NVIDIA / waveglow

A Flow-based Generative Network for Speech Synthesis
BSD 3-Clause "New" or "Revised" License
2.27k stars 531 forks source link

Why data female voice but got result is male voice? #150

Closed chazo1994 closed 4 years ago

chazo1994 commented 5 years ago

I have trained End to End model with tacotron2 and waveglow. I used 25 hours of female voice for train both tacotron2 model and waveglow model. The sampling rate of training data is 22050 hz. At the checkpoint_87000(epoch 398) of tacotron2 and at waveglow_98000(epoch20) I have got result voice is male while training voice is female.
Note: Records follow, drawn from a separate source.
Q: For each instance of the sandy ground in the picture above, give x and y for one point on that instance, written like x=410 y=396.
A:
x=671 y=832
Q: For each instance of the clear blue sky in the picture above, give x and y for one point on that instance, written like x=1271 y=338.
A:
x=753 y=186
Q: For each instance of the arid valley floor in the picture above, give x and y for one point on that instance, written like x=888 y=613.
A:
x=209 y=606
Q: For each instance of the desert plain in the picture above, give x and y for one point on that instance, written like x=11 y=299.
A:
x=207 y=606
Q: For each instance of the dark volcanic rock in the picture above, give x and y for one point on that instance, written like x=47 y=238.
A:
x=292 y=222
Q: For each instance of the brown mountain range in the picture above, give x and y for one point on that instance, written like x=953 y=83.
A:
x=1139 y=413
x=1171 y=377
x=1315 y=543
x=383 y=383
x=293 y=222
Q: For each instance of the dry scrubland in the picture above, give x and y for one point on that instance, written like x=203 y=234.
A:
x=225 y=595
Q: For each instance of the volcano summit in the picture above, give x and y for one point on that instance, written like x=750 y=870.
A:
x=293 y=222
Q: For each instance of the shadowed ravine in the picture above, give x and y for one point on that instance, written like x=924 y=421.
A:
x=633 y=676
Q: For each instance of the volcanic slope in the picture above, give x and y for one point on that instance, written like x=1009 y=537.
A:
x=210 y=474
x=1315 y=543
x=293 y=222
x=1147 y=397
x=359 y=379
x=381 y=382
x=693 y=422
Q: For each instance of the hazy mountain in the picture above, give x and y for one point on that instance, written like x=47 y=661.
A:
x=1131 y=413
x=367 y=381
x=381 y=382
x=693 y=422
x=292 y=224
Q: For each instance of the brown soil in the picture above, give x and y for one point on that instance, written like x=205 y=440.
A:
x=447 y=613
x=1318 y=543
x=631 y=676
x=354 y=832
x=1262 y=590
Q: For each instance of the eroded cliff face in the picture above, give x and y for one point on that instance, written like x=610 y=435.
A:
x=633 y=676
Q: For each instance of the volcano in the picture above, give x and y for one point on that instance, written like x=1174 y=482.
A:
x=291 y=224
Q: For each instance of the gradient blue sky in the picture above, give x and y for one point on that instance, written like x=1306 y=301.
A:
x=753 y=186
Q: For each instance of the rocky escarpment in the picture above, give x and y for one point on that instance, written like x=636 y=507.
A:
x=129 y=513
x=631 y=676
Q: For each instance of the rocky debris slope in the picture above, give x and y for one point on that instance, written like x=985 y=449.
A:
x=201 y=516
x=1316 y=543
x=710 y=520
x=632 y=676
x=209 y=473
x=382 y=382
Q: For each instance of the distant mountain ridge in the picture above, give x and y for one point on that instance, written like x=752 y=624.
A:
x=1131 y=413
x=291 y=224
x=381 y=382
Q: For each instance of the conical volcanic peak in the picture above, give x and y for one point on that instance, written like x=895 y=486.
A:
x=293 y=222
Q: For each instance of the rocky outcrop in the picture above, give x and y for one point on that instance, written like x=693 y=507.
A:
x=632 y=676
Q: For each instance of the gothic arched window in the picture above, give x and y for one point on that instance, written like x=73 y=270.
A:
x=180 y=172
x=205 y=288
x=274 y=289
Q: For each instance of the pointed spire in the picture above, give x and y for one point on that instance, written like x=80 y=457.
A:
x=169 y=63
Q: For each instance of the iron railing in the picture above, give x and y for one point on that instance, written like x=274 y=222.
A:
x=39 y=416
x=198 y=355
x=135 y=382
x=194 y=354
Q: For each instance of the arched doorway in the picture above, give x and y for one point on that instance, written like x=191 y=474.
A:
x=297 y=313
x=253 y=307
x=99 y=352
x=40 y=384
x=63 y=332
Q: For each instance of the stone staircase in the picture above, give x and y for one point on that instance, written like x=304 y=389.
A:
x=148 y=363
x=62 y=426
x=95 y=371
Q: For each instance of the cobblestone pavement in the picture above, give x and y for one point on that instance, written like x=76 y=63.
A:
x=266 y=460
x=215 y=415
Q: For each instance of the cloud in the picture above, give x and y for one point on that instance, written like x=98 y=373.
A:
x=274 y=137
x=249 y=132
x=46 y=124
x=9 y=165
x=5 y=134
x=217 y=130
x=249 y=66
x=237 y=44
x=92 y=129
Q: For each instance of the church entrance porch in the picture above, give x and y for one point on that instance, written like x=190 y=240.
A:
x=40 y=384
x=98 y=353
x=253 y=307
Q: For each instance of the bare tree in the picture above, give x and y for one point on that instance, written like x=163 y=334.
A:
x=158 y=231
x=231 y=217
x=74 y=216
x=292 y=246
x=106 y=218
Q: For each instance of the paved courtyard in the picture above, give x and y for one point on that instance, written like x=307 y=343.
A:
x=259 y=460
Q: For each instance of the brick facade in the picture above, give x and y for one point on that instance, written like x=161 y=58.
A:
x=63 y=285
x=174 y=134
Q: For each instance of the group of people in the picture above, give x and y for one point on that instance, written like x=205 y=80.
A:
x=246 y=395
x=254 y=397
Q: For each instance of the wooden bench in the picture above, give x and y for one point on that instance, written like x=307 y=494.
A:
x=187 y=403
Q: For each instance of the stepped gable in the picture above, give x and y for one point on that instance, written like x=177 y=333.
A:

Could you please help me to explain this problems and fix it.

Thank you so much!

tianrengao commented 5 years ago

Did you feed in a male's mel-spec? The data you used to train is female, however, if you use male's mel-spec to do inference, you will get a male's voice.

enamoria commented 5 years ago

I have trained End to End model with tacotron2 and waveglow. I used 25 hours of female voice for train both tacotron2 model and waveglow model. The sampling rate of training data is 22050 hz. At the checkpoint_87000(epoch 398) of tacotron2 and at waveglow_98000(epoch20) I have got result voice is male while training voice is female. Could you please help me to explain this problems and fix it.

Thank you so much!

Check for melspectrogram feature extraction of tacotron and waveglow. These must match. You can also check for your tacotron quality by using Griffin Lim to generate wav from your predicted mels. By doing this you can tell which one is causing problem, tacotron or waveglow

rafaelvalle commented 4 years ago

Closing due to inactivity.

Ashbajawed commented 4 years ago

Did you feed in a male's mel-spec? The data you used to train is female, however, if you use male's mel-spec to do inference, you will get a male's voice.

hello @tianrengao i want to generate male voice so i just need to change mel-spec? no male dataset required?

also any guide from where i can get male's mel-spec